Coquina Beach is a beach in North Carolina, US, located in the Cape Hatteras National Seashore. It is located not far from the Wright Brothers National Memorial and is off highway 12 at milepost 22, 8 mi south of Nags Head, North Carolina. Local activities include swimming, crabbing, surf fishing, surfing, shell collecting, bird and wildlife watching and sightseeing. Coquina Beach is considered by many visitors to be among the loveliest beaches in the Outer Banks. The beach is named for the tiny Coquina clams (Donax variabilis) which abound in the margin (water's edge).

==Beach Conditions==
"Coquina is known for its miles of wave-drenched golden sands, its towering dunes, and its gracefully swaying Sea Oats". Waves are usually in the 2-6' range and suitable for beginners to advanced surfers. The beach can be enjoyed in relative peace, even in the summer the atmosphere is relatively quiet. Coquina is clean and the water is relatively clear for the East Coast. "Most days the water is blown out by SW winds, but fronts can pass and the wind turns more northwesterly after a protracted period of SW winds, making a perfectly enjoyable beach day".

==Tourism==

Tourist activities include fishing, relaxing, surfing and sightseeing. Fishing on the Outer Banks, particularly Coquina Beach, can be on or off shore.
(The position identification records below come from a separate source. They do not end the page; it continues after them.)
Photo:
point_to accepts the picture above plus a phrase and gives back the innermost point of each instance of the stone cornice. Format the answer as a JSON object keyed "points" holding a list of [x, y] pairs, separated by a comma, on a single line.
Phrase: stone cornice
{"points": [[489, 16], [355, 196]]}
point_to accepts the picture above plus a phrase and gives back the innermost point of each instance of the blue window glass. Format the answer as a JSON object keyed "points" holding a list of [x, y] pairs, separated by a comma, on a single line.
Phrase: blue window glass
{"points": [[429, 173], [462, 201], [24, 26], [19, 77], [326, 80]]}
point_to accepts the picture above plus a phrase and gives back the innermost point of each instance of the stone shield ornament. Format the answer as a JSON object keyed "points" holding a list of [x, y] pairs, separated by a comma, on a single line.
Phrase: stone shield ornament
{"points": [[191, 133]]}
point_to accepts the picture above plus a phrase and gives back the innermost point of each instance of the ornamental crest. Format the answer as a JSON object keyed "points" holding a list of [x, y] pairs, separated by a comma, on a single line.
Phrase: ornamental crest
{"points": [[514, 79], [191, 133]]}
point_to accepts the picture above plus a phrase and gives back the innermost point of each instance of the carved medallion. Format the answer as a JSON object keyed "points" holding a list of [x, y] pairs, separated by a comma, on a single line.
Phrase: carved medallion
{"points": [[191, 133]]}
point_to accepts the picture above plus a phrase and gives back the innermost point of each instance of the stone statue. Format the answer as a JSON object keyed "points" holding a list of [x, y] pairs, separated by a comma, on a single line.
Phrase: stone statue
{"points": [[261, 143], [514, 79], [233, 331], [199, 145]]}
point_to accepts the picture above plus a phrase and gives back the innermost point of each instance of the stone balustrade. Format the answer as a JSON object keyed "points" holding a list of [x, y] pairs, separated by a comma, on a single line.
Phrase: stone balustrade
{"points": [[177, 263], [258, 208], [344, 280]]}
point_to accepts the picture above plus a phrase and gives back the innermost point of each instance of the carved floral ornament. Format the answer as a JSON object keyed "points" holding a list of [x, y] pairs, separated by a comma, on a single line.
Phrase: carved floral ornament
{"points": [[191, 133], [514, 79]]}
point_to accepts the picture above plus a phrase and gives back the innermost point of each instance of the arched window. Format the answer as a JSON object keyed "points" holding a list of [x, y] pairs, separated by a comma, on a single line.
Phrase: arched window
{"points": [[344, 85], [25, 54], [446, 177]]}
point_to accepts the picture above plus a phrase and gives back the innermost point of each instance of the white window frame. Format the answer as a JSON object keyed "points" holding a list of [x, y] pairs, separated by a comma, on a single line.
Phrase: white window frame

Local fisherman can be seen casting reels and nets into the shorebreak on any given day, while boats varying in size and shape are dropping nets into the Atlantic and pulling in different species of saltwater fish. The beach is a relaxing spot to surf during the late summer and early fall. "With its historic fishing villages and some of the best surfing along the East Coast, Coquina Beach was included in the 2009 Top 10 Beaches ranking, as judged by Florida International University's Laboratory for Coastal Research".

==Shipwreck==

The shipwreck of the Laura Barnes sailing ship is located on Coquina Beach. The Laura Barnes is representative of the many wooden sailing ships that were lost on the Outer Banks. "The four-masted schooner out of Camden, Maine was driven ashore during a nor’easter on the night of June 1, 1921". The entire crew was rescued by Coast Guardsmen from nearby Bodie Island Station and the stranded ship was stripped and sold to some locals for salvage at an auction. Some parts of the Laura Barnes went into building a house, which is a very common occurrence on the Outer Banks. Storms shifted the remaining wreckage about a mile south of the original location on Coquina Beach, across from the Bodie Island Lighthouse. There an exhibit is provided for public viewing giving additional information about the wreck.

==Commercial Fishing==

Coquina also provides a glimpse into the rapidly vanishing commercial fishing industry. "Every day, in good weather and bad, commercial fishermen spread nets out in long lines on the hard-packed sand, checking for tears and tangles". After passing inspection, the nets are loaded onto small hand-built wooden boats, also called dorys, which fight their way through surf and drop them in calmer waters 50 to 75 ft from the Atlantic shore. Later in the day, these same boats retrieve the ends of the nets, cruise to shore, and attach them to pickup trucks. Local businesses rely on commercial fishing for fresh seafood and employment throughout the year.

==Accessibility==
Coquina Beach is accessible by foot. Those holding a valid permit can drive on the beach or host a bonfire.